Life is crazy right now! So many things going on...I wanted to share a few things that have absolutely inspired me over the last week....first is this blog post from Brenda at THIS blog
I wish I could take credit for this beautiful piece of writing....because when I read it, I couldn't believe how THESE WORDS were so much what I am feeling these days......and I know so many others are too....enjoy this...I will be back soon....with lots of great news!
Saturday, October 27, 2007
YOU SAY YOU WANT A REVOLUTION
Words fall on me. They fall all around me. Sometimes they crash, sometimes they careen or they float or dance by on invisible currents of air. Sometimes they attach themselves to me like static cling. They splatter on the sidewalk in front of me before I step in them and track them with me, knowingly or unknowingly. Sometimes they come out of the mouth of someone I know or don’t know. Often words come to me in meditation, softly whispered or emphatically stated. I know that these are words to pay attention to. Words come to me in lyrics and on signs—road signs, store signs, billboards, marquees. Sometimes they tumble from the page right into my lap, taking different shapes, different attitudes: Times New Roman, Rockwell, Modern No. 20. Words fall all around me. All day. Every day. Sometimes they land softly, and sometimes they form a crater of impact.
A particular and peculiar word landed on me a couple weeks ago. I can’t even say how or when it first nudged me, because I have a feeling I brushed it off several times before the repetition caught my attention. Sometimes my reception gets blocked or dulled and only the persistent words get through. What I can say is that this word has surfaced so many times in the past weeks, in different contexts, through different media. I’ve heard it recently in music, in magazines, consumer catalogs, in interviews, and on television—this word is suddenly landing all around me, everywhere I go.
So here it is: revolution.
As in: You say you want a revolution. American Revolution. Glorious Revolution. Cultural Revolution. She’s talking about a revolution. It’s a powerful word in our lexicon of change.
Words are instruments—instruments we can use to gauge or measure the internal and external forces that are at play in our lives or in our world. When we find a word we like the sound of (or when it finds us), it strikes a chord that reverberates—it imposes, it repeats, it appeals because it expresses a truth.
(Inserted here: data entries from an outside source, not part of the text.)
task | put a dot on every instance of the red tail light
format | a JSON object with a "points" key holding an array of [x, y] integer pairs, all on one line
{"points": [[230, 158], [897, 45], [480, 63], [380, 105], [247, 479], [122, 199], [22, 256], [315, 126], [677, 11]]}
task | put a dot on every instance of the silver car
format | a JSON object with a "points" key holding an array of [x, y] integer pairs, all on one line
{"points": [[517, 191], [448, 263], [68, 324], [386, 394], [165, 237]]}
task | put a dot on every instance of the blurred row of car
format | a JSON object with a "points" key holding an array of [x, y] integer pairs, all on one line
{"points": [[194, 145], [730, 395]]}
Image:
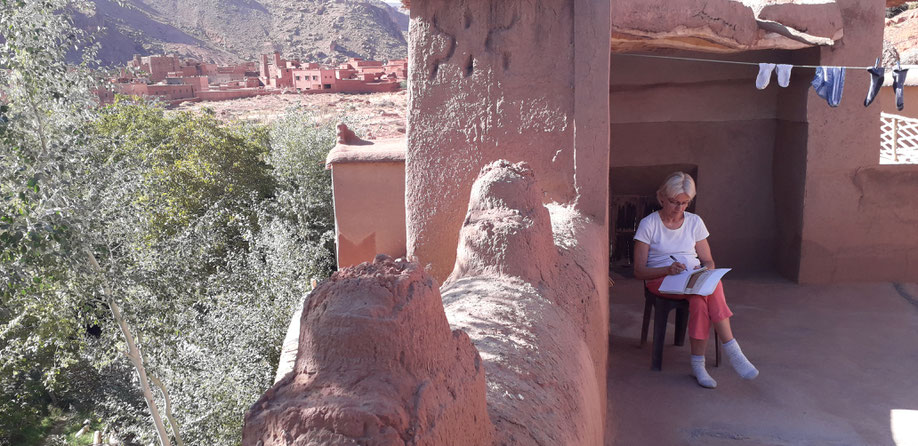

That’s what I’m hearing with revolution—the repetition of the word, and the reverberation of the underlying forces behind it. It rings of the true-ness of what we need, what we feel, what we want for ourselves or for others—if not what we want to materialize, then at least what we want to think about. So I’ve found myself thinking about revolution.
I recognize lately that so many people seem to be in various states of unrest—unrested, restless. I suppose this diquietude might evidence the first rustlings of revolution. Something rubs wrong. The old order doesn’t ring as true as it used to. From restlessness grows a desire for change, a yearning for it. Maybe that desire goes unchecked for years or decades—ferments, agitates, grows subversive. Then what? Revolution can only gain momentum or find success through organization, a plan of action that powers movement, enables change. Revolution. There’s something about that word that seduces; it sounds good—a veiled promise, a hope, a possibility.
Historically, and on a grand scale, revolution has decried political systems, war, oppression of civil and human rights, but the kind of revolution I’m talking about is not so epic. I’m talking about a personal revolution. I’m talking about the unrest of the soul, the restlessness at the core of our self. I’m talking about a sincere and escalating desire for change in our heart and our life. I’m talking about a radical movement towards a renewed hope.
I’m talking about a revolution. Yours. Mine.
Our march against the old order might take us to a new job, a different continent, a more disciplined form of prayer or exercise or time management, a renewed relationship with a friend or sibling or God, a heightened sense of peace, or the realization of our heart’s desire. Most of us who are in a state of unrest are waiting for something to happen. We watch. We wait. We hope—but we try not to hope too much at the risk of being disappointed. So we wait. What we don’t realize is that we are the ones who have to lead the uprising. No one else will. We have to respond to our own desire for change, devise the plan of action that will power the movement; we have to sustain the momentum. We have to be the one to rise up in our own life. That new order, with all its promises of hope and possibility, is not only within our reach, it is of our own making.